If growers do move into the regulated sector today, they find themselves trying and failing to sell their products to a BC government monopoly that acts as a gatekeeper against small batch producers. Ask yourself: in exchange for a government stamp of good housekeeping, would you choose to fill out endless forms and make a fraction of the money for practicing the same craft you’ve been perfecting for years or decades?
Most politicians are afraid to admit it for fear of looking soft on crime, but part of legalization is drawing down the size of the informal economy by implementing policies where participants in the unregulated green economy - like craft growers - can migrate into the regulated market and operate compliant, taxpaying businesses that benefit from clear asset ownership, security of contract, and recourse to the law instead of gangs in the case of commercial disputes.
Instead, many legacy growers are now being co-opted back into the unregulated market, where entrenched underground distribution channels exist, the risks and rewards are familiar, and they don’t have to deal with a bureaucracy that doesn’t understand them or their product.
As BC fails to get its act together, a massive transfer of economic activity and wealth is happening. Well-financed Ontario and Alberta players are both scooping up market share and buying up BC producers. BC’s historical 70% market share has been cut down to 25% of production licenses and an even smaller share of regulated growing capacity. Ontarians, Albertans, and eventually Americans will benefit from those jobs and tax dollars for decades to come, instead of British Columbians.
It’s like BC started cannabis legalization as the banker in Monopoly, with hotels on Boardwalk, and managed to lose.
Here’s how I would start fixing it, with guidance from experts in economics, drug policy, and policing.
I would review, reform, or replace the BC NDP’s bureaucratic, inefficient, money-losing distribution model with a more common sense one that works for producers, retailers, and consumers. I would start by asking the Office of the Auditor General to conduct a value for money performance audit of the NDP’s counterproductive cannabis boondoggle.
While working collaboratively with the federal government and recognizing that medical cannabis falls squarely under federal authority, I would exercise British Columbia’s constitutional right to regulate trade and industry within the province. That means exerting greater influence over the larger recreational cannabis industry, and making sure it works for British Columbians. We need to give unregulated growers rational reasons to migrate into the regulated marketplace - for example streamlined licensing, transition supports, farm gate sales, and direct sales to regulated retailers.
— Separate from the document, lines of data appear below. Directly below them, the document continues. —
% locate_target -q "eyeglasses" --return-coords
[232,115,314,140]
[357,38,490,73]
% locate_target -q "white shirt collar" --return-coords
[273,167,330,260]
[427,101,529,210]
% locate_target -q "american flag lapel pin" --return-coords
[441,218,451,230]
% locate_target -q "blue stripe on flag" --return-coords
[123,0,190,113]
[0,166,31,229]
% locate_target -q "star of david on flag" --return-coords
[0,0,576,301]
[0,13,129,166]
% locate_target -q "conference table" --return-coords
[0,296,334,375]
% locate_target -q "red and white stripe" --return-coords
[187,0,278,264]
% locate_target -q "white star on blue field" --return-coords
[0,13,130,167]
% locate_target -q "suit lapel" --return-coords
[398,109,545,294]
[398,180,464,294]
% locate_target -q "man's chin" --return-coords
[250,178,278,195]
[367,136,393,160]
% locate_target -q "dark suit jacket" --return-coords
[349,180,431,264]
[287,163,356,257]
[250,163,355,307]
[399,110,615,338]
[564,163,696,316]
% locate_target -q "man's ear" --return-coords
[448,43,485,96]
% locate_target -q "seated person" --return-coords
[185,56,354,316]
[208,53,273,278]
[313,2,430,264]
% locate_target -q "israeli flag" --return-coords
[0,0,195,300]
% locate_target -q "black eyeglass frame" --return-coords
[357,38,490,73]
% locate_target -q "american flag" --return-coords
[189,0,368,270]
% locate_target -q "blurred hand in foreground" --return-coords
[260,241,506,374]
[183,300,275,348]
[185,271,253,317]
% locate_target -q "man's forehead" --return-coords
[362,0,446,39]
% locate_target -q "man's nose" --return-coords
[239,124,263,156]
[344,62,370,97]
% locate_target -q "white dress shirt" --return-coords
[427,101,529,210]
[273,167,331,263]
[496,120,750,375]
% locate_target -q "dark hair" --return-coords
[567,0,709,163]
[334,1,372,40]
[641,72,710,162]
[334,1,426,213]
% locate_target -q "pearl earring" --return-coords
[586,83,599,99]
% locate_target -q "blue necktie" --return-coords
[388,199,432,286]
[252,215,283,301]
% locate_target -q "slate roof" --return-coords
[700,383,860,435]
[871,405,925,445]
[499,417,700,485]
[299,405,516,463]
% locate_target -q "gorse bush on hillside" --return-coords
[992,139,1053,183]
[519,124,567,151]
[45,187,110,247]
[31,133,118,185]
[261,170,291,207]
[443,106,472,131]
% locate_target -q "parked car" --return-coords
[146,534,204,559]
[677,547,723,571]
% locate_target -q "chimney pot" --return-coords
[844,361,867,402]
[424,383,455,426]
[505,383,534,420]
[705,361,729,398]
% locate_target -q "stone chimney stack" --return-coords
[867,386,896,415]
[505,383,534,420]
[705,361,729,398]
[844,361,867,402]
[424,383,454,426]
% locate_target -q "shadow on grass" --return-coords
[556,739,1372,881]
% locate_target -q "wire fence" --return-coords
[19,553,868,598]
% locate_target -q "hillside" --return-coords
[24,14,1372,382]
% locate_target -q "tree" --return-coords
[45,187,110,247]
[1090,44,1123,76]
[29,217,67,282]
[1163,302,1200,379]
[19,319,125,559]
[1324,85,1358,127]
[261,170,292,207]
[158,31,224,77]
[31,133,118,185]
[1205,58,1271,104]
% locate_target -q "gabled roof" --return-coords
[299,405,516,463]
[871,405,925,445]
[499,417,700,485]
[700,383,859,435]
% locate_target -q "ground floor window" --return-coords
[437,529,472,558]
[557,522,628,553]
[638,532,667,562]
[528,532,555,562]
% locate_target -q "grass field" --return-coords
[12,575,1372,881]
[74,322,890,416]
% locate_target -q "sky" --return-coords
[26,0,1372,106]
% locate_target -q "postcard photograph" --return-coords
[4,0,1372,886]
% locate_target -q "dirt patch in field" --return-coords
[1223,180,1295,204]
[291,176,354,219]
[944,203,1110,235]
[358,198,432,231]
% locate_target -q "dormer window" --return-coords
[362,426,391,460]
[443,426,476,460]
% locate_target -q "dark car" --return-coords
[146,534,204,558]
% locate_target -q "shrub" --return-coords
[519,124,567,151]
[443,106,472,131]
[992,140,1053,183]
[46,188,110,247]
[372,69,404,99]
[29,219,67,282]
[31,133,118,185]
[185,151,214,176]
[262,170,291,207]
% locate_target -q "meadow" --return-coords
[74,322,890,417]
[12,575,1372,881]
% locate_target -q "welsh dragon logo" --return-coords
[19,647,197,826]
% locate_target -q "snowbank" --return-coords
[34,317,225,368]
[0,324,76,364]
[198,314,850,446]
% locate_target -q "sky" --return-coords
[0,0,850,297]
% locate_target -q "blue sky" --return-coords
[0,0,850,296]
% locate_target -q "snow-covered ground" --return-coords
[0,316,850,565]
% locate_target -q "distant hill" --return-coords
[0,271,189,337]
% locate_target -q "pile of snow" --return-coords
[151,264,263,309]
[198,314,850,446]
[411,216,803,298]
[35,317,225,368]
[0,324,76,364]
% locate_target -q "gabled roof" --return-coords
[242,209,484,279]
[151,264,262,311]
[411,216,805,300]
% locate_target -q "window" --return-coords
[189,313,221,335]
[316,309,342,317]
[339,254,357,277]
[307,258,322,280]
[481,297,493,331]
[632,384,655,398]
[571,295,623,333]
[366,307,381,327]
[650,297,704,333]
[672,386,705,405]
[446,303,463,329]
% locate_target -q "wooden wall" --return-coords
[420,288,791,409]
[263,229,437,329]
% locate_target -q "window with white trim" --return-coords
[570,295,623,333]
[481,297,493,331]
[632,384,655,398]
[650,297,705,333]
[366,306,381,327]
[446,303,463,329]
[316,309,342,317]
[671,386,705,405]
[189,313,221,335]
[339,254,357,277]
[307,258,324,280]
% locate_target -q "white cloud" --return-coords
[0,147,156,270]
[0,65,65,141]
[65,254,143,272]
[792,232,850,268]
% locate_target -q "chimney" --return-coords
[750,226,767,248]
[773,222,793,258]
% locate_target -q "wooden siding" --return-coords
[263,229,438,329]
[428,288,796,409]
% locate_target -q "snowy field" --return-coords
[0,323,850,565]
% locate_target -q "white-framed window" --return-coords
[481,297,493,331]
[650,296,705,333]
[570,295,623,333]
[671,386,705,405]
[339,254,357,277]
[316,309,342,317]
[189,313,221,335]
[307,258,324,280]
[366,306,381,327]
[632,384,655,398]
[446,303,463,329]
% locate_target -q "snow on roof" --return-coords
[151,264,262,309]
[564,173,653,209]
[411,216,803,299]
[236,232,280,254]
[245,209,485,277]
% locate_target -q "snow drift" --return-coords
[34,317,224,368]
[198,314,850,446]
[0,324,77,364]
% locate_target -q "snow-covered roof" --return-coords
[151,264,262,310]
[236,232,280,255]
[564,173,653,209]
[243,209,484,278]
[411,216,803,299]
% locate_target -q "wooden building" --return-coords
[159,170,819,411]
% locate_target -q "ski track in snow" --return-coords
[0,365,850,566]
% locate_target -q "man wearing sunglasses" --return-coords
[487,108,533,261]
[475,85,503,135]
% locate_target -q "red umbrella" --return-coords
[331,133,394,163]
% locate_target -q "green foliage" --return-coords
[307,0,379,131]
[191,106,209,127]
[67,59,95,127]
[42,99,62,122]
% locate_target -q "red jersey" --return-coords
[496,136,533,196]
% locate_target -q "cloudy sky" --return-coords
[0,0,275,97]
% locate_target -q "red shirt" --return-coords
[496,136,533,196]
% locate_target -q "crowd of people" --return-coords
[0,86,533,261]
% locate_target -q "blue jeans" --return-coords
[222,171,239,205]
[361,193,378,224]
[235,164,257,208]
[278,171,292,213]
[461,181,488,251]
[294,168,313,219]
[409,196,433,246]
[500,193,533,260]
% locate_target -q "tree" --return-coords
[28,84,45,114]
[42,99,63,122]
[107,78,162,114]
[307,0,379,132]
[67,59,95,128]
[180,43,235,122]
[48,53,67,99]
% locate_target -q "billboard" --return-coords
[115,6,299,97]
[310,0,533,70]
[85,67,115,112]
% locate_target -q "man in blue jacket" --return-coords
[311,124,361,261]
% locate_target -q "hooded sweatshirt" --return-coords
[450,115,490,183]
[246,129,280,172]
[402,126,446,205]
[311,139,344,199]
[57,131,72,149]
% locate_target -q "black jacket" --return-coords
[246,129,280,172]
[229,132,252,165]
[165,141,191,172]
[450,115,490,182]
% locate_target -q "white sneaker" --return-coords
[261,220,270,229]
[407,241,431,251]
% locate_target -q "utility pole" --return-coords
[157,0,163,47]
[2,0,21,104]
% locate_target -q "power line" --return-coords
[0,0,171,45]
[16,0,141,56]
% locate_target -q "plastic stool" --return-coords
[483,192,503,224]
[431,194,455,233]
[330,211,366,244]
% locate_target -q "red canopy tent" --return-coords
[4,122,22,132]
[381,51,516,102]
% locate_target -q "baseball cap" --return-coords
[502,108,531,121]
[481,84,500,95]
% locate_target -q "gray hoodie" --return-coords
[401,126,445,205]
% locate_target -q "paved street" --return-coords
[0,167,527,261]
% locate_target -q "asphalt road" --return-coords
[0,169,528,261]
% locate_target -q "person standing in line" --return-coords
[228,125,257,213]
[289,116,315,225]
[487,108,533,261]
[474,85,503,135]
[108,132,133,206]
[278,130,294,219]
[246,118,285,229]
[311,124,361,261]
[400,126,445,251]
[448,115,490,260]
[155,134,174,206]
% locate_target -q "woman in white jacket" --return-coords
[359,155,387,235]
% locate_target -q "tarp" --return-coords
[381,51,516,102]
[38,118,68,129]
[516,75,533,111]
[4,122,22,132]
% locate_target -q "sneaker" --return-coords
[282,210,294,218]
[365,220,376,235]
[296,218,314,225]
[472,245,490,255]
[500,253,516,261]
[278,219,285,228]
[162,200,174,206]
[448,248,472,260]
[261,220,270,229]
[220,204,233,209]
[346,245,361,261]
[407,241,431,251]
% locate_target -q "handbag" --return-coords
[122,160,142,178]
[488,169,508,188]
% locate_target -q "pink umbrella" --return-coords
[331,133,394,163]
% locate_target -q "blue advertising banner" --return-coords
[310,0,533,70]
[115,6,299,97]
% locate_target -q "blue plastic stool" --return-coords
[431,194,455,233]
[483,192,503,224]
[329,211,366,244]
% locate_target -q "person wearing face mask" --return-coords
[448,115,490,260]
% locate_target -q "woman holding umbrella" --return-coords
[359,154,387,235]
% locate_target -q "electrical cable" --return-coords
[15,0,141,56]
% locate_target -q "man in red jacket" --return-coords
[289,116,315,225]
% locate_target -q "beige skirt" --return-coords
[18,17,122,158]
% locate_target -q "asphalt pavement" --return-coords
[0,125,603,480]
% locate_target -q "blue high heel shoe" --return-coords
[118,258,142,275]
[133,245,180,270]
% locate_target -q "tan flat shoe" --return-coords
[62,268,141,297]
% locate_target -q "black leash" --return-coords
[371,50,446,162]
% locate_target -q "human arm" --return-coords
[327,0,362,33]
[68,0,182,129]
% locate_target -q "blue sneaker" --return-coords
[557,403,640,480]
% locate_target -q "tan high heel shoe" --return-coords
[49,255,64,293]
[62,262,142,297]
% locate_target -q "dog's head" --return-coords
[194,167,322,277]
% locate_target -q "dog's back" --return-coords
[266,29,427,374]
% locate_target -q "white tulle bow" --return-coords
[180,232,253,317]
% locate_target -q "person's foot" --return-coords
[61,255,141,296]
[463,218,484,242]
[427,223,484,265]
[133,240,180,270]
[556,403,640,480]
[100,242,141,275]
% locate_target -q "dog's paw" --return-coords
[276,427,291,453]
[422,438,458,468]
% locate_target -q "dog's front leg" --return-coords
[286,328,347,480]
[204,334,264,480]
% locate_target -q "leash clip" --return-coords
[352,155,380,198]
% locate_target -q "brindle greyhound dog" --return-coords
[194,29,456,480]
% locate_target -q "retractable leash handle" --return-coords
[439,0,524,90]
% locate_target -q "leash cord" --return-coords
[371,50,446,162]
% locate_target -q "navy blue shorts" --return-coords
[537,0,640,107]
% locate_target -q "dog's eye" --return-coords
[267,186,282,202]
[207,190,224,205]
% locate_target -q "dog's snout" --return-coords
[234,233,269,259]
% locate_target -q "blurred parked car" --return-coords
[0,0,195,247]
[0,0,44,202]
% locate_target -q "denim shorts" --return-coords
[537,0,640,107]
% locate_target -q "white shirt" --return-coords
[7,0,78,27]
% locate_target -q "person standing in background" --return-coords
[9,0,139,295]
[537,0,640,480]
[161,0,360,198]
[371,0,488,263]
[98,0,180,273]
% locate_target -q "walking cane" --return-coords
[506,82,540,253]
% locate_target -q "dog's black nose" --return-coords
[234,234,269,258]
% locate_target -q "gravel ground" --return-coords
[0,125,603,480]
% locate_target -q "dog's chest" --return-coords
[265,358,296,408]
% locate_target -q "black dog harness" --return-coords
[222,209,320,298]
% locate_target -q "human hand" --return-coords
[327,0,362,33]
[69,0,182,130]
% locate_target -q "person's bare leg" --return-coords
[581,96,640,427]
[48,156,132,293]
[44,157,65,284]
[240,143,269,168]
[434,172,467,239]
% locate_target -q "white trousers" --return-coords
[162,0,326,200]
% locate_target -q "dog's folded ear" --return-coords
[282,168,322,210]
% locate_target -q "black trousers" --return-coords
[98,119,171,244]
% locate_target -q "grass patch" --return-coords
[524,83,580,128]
I would be unafraid to use common sense economics - including tax policies like the 20% vape tax on cannabis - to close the price gap and set the right incentives for both buyers and suppliers to rationally choose the regulated market. The 2020 BC Liberal platform excluded even medical cannabis from an across-the-board PST cut; I would not have done that. In the long run, closing the price gap and shifting market share to the regulated market will mean more jobs, a larger tax base, more tax revenues (which should be properly shared with municipalities to cover their costs), and less people buying unregulated and potentially unsafe products.
Cannabis has been and will continue to be a massive private sector industry in BC, whether people like it or not. We need to use common sense to finish bringing it into the light so that people are safe, there are more opportunities for entrepreneurs, and governments rather than gangs collect the tax revenues.